Even the common housecat had emerged, like a small jade tiger, its claws glinting silver, its eyes flashing emeralds, its coat with a sheen that would have brought envy to the heart of the most glorious of panthers in the wild. It came down from that tree and loped away into the autumn sunset with infinite poise Where that cat went after leaving the tree, I have no idea, but I imagine the fairies came to reclaim their own. Truly that feline did not belong in this mundane world.
‘So what’s been happening, up here in the north?’ asked Charlotte, the moment she was through the door. ‘Ought or nought?’
‘Not much,’ I lied, for the plan was already forming in my mind as Charley threw her walking boots into the hallway, knocking over the hatstand.
How I got through that winter, I’ll never know. It seemed endless. But finally spring arrived. One day while Charley was
out power-walking in the park I purchased a kite. I took it home and managed to toss it up, so that it became entangled in the branches of the fairy tree. Then I waited for Charley. As she walked through the door I made sure I was in the middle of cooking a meal.
‘Hi sweetheart,’ I said. ‘Look, some kid’s kite has caught in our tree. Any chance you could climb up and get it? I’ve got my hands full here and the boy keeps ringing the bell.’

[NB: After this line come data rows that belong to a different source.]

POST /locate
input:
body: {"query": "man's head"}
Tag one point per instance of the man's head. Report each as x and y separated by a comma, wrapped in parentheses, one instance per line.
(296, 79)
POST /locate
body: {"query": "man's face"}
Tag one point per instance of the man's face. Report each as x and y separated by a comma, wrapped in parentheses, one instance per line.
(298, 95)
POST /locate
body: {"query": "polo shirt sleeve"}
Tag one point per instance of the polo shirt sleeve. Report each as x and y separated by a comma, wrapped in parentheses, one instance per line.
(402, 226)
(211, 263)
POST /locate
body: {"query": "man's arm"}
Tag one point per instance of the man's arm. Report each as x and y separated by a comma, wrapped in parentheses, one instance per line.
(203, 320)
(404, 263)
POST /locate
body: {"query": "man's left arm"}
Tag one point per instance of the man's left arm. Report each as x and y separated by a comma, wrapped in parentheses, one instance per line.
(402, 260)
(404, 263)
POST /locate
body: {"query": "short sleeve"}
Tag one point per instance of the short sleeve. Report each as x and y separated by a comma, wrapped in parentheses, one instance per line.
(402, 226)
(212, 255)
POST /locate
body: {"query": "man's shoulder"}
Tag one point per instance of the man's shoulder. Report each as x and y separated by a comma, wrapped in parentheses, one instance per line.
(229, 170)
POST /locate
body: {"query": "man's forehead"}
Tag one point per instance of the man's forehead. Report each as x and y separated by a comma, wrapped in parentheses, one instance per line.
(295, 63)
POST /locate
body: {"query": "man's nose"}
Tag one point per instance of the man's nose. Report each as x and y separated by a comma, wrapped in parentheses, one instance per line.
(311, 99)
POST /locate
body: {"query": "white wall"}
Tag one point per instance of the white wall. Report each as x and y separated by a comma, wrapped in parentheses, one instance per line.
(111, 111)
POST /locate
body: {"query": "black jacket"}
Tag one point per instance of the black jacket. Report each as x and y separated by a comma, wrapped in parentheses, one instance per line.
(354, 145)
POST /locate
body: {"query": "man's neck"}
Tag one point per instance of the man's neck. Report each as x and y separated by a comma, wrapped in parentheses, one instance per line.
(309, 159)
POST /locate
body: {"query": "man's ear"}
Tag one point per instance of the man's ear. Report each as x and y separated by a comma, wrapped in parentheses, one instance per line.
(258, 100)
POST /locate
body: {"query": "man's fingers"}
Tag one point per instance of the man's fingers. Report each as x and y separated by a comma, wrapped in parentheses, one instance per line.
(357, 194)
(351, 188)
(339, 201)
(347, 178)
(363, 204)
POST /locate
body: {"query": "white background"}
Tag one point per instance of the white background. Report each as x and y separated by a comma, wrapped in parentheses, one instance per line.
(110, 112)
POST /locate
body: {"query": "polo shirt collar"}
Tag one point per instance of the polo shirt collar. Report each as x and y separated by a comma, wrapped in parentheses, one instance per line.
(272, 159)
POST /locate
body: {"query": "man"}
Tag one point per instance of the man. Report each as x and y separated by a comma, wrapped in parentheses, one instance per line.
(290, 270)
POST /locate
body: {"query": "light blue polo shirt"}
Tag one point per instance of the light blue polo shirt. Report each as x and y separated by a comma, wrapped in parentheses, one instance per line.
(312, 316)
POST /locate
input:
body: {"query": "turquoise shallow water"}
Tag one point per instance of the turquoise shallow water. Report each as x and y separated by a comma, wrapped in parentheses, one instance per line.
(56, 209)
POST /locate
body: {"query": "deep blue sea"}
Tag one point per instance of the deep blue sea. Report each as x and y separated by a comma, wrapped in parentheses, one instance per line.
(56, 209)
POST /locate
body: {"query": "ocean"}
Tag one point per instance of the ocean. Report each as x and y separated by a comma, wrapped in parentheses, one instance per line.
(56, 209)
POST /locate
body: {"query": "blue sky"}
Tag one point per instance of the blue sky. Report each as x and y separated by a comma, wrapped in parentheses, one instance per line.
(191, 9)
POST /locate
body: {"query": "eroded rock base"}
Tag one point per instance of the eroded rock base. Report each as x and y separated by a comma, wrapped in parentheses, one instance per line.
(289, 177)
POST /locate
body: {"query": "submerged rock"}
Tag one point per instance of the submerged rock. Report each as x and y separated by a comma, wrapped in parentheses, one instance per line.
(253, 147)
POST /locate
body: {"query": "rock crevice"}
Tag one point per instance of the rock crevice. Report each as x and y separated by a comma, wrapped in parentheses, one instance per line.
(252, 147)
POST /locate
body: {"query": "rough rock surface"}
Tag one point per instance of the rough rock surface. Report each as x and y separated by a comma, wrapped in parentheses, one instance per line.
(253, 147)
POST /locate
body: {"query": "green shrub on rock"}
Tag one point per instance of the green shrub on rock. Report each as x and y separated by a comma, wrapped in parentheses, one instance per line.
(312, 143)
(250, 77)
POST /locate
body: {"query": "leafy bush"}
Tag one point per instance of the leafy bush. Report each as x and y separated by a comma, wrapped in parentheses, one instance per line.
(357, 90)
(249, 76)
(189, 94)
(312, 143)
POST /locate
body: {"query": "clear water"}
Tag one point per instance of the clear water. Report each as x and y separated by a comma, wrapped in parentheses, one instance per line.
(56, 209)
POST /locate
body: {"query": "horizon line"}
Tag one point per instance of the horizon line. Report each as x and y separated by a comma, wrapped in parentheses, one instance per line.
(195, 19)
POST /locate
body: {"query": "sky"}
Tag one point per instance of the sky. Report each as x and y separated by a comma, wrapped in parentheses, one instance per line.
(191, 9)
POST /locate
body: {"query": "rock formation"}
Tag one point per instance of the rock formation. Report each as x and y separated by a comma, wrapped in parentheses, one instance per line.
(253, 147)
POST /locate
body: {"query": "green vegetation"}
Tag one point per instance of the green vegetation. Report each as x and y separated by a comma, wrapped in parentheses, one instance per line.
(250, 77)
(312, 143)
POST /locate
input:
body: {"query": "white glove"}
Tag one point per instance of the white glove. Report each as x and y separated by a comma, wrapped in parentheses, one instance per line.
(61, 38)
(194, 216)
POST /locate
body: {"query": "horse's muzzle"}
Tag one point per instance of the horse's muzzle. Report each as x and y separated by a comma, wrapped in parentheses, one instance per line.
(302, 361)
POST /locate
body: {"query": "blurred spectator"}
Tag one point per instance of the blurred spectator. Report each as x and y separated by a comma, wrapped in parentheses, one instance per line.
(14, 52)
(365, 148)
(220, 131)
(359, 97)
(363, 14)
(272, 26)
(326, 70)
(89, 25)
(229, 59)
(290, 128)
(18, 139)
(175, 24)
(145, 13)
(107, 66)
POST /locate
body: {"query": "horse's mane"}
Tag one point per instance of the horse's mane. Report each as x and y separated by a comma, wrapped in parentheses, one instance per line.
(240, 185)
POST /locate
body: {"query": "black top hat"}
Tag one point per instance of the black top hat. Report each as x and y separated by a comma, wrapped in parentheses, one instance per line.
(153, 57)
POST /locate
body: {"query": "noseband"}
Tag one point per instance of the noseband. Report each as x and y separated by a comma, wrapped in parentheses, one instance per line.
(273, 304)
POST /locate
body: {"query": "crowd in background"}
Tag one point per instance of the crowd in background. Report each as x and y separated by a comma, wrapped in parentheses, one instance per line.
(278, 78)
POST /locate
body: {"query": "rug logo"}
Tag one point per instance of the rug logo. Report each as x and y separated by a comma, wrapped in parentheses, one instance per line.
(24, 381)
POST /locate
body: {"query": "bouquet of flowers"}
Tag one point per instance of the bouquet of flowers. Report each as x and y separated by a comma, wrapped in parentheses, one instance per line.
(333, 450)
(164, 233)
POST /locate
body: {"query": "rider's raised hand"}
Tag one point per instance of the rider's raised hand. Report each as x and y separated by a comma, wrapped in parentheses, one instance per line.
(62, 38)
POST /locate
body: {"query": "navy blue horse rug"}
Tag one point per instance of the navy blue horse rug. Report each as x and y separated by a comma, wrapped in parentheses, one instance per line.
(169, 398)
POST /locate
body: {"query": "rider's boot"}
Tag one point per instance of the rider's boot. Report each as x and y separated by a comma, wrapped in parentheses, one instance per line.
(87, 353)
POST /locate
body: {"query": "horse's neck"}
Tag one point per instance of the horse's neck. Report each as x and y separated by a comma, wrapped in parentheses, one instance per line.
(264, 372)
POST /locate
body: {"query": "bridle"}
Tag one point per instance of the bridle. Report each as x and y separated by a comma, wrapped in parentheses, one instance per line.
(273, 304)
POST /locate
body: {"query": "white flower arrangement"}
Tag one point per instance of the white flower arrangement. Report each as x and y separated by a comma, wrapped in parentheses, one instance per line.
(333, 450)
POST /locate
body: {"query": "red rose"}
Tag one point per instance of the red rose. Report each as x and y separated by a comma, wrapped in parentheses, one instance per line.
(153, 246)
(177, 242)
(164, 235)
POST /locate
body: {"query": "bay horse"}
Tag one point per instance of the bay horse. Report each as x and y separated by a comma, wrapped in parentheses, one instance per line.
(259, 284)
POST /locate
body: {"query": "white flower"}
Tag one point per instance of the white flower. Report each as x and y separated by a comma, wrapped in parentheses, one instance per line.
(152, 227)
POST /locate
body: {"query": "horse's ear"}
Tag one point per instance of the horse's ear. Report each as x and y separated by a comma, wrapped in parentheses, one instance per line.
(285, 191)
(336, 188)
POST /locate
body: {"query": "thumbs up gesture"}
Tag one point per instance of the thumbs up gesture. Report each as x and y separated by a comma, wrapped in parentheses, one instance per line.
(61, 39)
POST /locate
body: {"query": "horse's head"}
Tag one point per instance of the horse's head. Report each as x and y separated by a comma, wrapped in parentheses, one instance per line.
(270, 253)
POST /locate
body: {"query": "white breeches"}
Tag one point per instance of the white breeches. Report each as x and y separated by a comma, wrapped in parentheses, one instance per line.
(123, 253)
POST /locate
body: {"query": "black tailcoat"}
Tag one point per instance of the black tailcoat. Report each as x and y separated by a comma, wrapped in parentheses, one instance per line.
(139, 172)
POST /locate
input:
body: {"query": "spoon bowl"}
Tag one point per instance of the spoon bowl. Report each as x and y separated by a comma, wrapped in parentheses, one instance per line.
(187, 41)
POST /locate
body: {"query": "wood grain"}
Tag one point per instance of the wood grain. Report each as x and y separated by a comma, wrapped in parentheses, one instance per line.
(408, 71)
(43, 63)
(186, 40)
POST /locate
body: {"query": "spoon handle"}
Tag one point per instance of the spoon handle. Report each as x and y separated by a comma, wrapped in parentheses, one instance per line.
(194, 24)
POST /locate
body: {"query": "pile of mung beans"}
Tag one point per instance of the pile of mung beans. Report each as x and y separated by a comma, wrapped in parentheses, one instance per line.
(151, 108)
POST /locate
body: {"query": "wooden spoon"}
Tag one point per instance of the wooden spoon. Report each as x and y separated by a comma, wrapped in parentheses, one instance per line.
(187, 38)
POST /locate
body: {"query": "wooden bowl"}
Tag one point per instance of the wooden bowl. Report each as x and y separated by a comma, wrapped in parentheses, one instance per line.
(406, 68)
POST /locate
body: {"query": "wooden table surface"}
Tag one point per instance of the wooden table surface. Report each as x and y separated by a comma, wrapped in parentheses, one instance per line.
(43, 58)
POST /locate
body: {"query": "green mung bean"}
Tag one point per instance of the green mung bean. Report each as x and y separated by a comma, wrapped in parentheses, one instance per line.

‘Can’t he get it himself?’ said Charley, reasonably.
‘Well, truth is I don’t want the tree damaged. You know what these kids are like.’
Charley sighed. ‘Oh, all right then – but it’ll bring out the tomboy in me. I thought you liked me to be a lady.’
I didn’t answer. She went outside and I hid in the bathroom, waiting. I didn’t want to witness her struggles, even though this was all for her sake, her own good. When I came out of the bathroom, there was no Charlotte in the garden, or in the house. The tree had absorbed a hoyden and would regurgitate a ballerina.
She would emerge, as the birds and cat had come forth, light of foot and full of grace. She was pretty enough for me already, though the fairy tree would undoubtedly make her even more beautiful. But it was not that aspect of Charlotte I wanted enhanced: it was her deportment, her co-ordination, her dexterity and harmony with the earth.
My Charlotte would dance through life now, not plod through it.
She would float where before she tramped.
My Charlotte was going to be a fairy princess.
~
It hasn’t happened that way, of course. Things never do. You plan and you plan and what comes off is not what you wanted. The tree took my Charlotte, yes, fine up to then. The blossoms came. All well and good. But just as the blossoms arrived, he returned one last time, one final, intense, harsh sweep over the landscape – my namesake.